Answer: Now! Almost any prep firm's current course is the best prep we know for the SAT, digital version or extant paper version.
The SAT's content is not greatly changing. Students who want to start their prep early (very admirable) will be prepping for the coachable facets of the 2024 SAT.
They will simultaneously be prepping for the fall 2023 SAT. Should a student see in practice even one section with a "Keeper" score (for most competitive colleges a “Keeper” score is a 700 on either the Math or the EBRW portion) we encourage pouncing on it by testing in November and December. Before the paper version is removed, these students with "Keeper" scores have a college admissions credential that will stay with them for the 2024-25 and even 2025-26 admission season.
To answer in a different manner: a large format change is almost irrelevant compared to even a small content change. The format difference from 2023 to 2024 is significant. Students need sufficient practice on timing, expectations, and digital logistics. For some students, it will come quickly, after three, four, or five timed practice tests; for other students, six to 15 practice tests will be needed. Content does not come quickly. There are many skills to master, and now that the SAT is throwing vocabulary back into play, a lot of vocabulary to absorb.
So, even for that rare student who wants to stay away from all paper testing, studying for the content (some math and a lot of vocabulary) makes sense at ANY time.

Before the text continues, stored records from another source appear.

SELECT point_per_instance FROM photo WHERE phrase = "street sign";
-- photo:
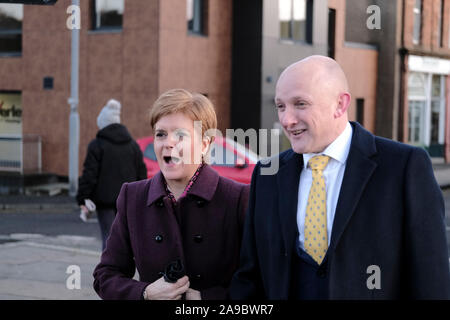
(44, 2)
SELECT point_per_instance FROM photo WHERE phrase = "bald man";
(348, 215)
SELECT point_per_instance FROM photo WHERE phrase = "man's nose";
(288, 117)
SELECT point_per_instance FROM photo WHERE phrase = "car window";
(150, 152)
(221, 156)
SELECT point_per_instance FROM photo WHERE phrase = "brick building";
(412, 104)
(129, 50)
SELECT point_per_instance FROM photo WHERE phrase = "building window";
(107, 14)
(426, 99)
(417, 21)
(360, 111)
(197, 16)
(11, 16)
(296, 18)
(441, 24)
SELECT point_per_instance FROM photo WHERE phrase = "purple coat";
(146, 236)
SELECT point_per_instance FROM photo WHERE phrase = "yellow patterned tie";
(316, 239)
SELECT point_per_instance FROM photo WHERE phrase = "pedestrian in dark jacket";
(181, 229)
(112, 159)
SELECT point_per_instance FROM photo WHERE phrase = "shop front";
(427, 107)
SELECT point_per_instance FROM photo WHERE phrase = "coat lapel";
(288, 179)
(358, 170)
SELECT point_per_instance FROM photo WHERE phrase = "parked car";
(228, 158)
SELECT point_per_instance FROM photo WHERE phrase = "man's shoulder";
(388, 146)
(282, 158)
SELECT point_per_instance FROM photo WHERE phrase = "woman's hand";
(192, 294)
(163, 290)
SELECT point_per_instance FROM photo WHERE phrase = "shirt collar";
(337, 150)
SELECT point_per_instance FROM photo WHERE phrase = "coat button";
(321, 273)
(200, 203)
(198, 238)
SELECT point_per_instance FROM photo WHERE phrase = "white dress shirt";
(333, 174)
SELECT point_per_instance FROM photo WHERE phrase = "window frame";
(309, 22)
(417, 18)
(13, 32)
(201, 9)
(102, 29)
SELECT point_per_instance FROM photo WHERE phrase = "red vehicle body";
(228, 158)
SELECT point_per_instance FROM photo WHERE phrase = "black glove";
(174, 271)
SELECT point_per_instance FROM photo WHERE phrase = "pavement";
(35, 267)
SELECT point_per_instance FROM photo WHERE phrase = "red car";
(232, 160)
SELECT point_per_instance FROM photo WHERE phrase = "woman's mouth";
(171, 160)
(297, 133)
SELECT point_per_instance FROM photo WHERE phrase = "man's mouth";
(297, 132)
(171, 160)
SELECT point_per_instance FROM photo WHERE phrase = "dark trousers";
(105, 219)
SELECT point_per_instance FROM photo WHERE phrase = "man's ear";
(343, 104)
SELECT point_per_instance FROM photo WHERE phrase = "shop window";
(417, 28)
(107, 14)
(426, 100)
(296, 20)
(11, 16)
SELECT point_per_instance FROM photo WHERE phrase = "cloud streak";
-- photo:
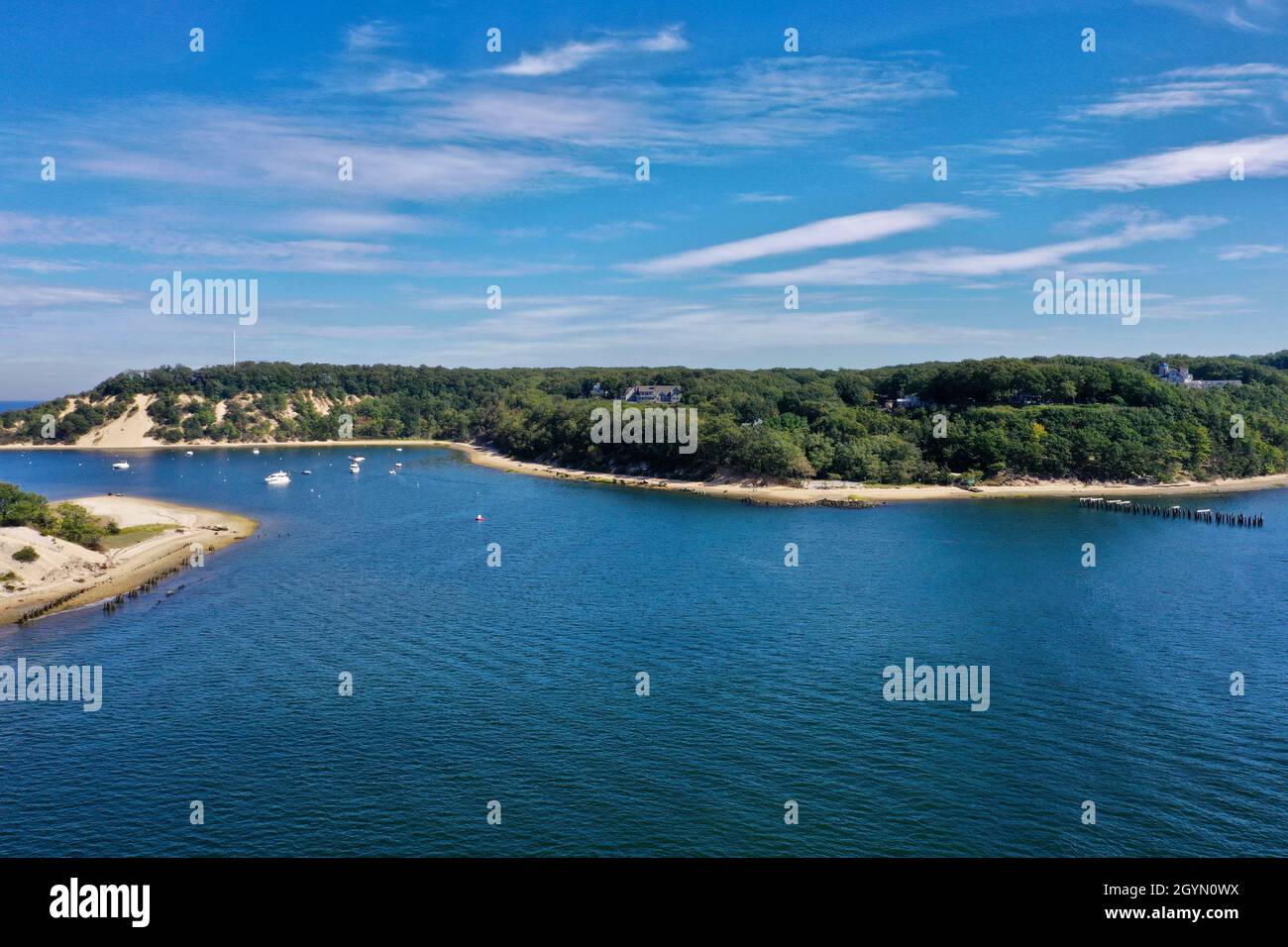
(837, 231)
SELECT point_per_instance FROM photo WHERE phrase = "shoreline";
(90, 578)
(745, 489)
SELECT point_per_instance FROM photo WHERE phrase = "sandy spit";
(88, 578)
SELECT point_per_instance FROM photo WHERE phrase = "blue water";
(518, 684)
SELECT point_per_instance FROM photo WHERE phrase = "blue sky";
(518, 169)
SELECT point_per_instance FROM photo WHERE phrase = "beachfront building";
(1180, 375)
(653, 394)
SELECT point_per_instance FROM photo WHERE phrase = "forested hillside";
(1048, 418)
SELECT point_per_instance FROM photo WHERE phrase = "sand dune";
(128, 431)
(67, 570)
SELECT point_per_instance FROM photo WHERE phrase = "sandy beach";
(746, 488)
(75, 577)
(819, 491)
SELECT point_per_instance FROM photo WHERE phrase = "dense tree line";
(65, 521)
(1057, 416)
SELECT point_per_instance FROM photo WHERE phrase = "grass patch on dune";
(130, 535)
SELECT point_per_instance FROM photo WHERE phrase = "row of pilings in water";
(1140, 509)
(110, 605)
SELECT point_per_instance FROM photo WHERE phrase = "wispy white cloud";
(24, 295)
(369, 38)
(836, 231)
(1262, 158)
(1249, 252)
(1253, 85)
(333, 222)
(557, 60)
(964, 263)
(1248, 16)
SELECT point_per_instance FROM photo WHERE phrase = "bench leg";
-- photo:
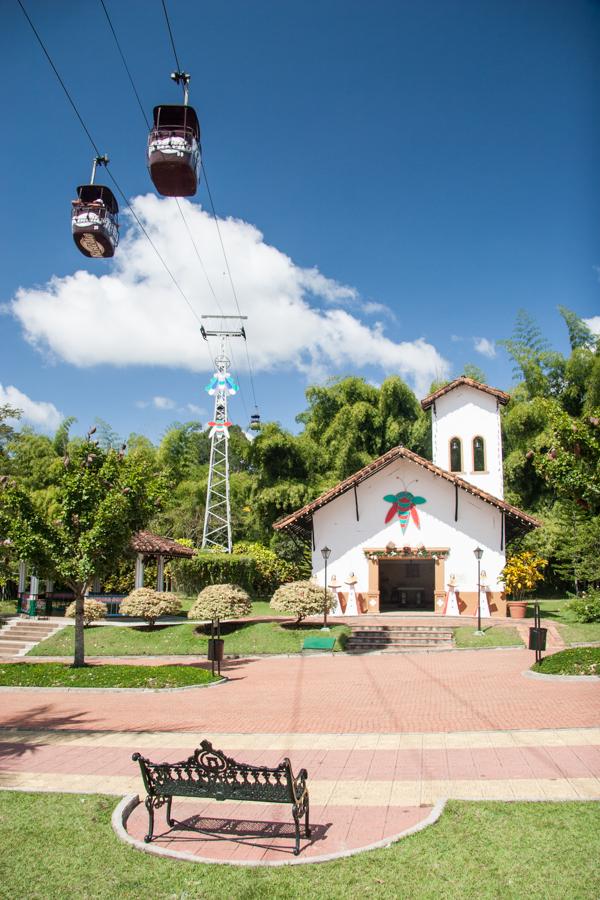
(150, 808)
(297, 824)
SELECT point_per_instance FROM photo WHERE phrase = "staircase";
(18, 636)
(399, 638)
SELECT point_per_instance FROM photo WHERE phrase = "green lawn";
(240, 638)
(493, 636)
(576, 661)
(7, 607)
(62, 845)
(61, 675)
(572, 632)
(259, 607)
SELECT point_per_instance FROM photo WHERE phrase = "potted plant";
(520, 575)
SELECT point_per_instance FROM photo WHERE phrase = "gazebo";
(147, 545)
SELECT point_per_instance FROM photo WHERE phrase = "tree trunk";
(79, 651)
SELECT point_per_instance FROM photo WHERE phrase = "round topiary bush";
(93, 610)
(302, 598)
(221, 601)
(149, 604)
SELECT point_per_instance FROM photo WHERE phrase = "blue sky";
(395, 179)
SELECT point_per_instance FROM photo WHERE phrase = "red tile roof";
(154, 545)
(467, 382)
(299, 520)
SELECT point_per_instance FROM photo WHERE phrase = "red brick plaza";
(384, 738)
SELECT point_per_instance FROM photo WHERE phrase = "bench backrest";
(209, 773)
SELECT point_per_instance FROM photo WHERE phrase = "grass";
(61, 675)
(571, 631)
(7, 607)
(493, 636)
(576, 661)
(244, 638)
(477, 850)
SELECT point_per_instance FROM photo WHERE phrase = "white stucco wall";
(478, 523)
(466, 412)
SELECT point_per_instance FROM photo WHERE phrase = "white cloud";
(593, 324)
(485, 347)
(194, 409)
(132, 314)
(37, 412)
(163, 403)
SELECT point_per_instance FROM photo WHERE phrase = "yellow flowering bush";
(522, 573)
(93, 610)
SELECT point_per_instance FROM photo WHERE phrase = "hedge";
(192, 575)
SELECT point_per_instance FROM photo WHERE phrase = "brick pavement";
(383, 738)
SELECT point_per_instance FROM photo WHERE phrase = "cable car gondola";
(94, 217)
(174, 146)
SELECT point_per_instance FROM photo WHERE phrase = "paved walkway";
(383, 739)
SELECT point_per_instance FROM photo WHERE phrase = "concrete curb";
(85, 690)
(124, 809)
(541, 676)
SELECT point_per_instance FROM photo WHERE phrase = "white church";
(404, 534)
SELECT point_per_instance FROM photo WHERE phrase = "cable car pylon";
(217, 515)
(174, 146)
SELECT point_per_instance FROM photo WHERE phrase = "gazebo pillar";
(22, 575)
(139, 570)
(160, 573)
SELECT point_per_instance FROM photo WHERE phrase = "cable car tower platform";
(217, 516)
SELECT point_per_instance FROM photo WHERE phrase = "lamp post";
(325, 553)
(478, 554)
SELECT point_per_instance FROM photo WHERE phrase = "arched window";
(478, 454)
(455, 455)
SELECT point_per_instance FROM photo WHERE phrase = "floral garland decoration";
(391, 552)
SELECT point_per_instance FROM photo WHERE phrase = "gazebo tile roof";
(299, 521)
(154, 545)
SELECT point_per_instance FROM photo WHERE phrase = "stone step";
(37, 633)
(386, 638)
(436, 648)
(354, 645)
(401, 628)
(408, 631)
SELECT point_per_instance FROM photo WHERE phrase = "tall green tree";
(102, 498)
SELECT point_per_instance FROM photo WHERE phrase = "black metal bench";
(209, 773)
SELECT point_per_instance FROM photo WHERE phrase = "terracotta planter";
(517, 608)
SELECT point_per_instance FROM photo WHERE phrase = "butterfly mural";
(404, 506)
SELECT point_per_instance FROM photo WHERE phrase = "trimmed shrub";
(586, 608)
(93, 610)
(148, 604)
(221, 601)
(302, 598)
(207, 568)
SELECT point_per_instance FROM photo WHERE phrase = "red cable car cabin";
(94, 221)
(174, 151)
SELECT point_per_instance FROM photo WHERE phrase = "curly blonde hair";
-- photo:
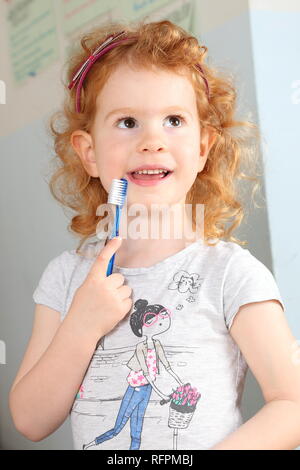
(168, 46)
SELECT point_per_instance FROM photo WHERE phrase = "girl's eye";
(130, 119)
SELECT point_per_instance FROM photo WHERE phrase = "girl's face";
(152, 133)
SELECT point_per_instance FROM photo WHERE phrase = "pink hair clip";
(109, 43)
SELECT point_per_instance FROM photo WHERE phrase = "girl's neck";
(145, 253)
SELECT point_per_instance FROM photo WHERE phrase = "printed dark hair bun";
(141, 304)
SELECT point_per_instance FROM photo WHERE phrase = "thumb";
(100, 265)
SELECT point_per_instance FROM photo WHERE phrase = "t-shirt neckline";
(172, 259)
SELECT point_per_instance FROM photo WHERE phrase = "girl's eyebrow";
(132, 110)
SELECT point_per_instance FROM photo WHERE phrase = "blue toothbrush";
(116, 196)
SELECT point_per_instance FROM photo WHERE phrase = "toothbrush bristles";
(118, 191)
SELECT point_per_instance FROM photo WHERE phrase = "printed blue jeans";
(133, 406)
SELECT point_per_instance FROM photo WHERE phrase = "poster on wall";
(32, 37)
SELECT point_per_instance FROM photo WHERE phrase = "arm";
(262, 333)
(51, 373)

A student who has more time in that fall than in the winter or spring is better off with SAT study now, even if planning on taking solely the digital SAT.
The larger your command of words, the better. The "words in context" section on the SAT is easier for students who recognize the general meaning of words. We say "general" because the section is not testing nuances; the four multiple-choice answers differ significantly in meaning.
This new "words in context" section is unlike the "word most nearly means" question in Reading Comprehension, which is the section that it is largely replacing. Indeed, this new section is closer to the "Sentence Completions" task on the SAT that was used until 2016, wherein the answer choices greatly differed and having a large vocabulary was the best way to ensure right answers.
Word knowledge most directly helps in assessing the answers, but it indirectly helps as a back-up, where understanding the context, the sentences surrounding the sentence with the blank, is necessary to feeling secure about an answer.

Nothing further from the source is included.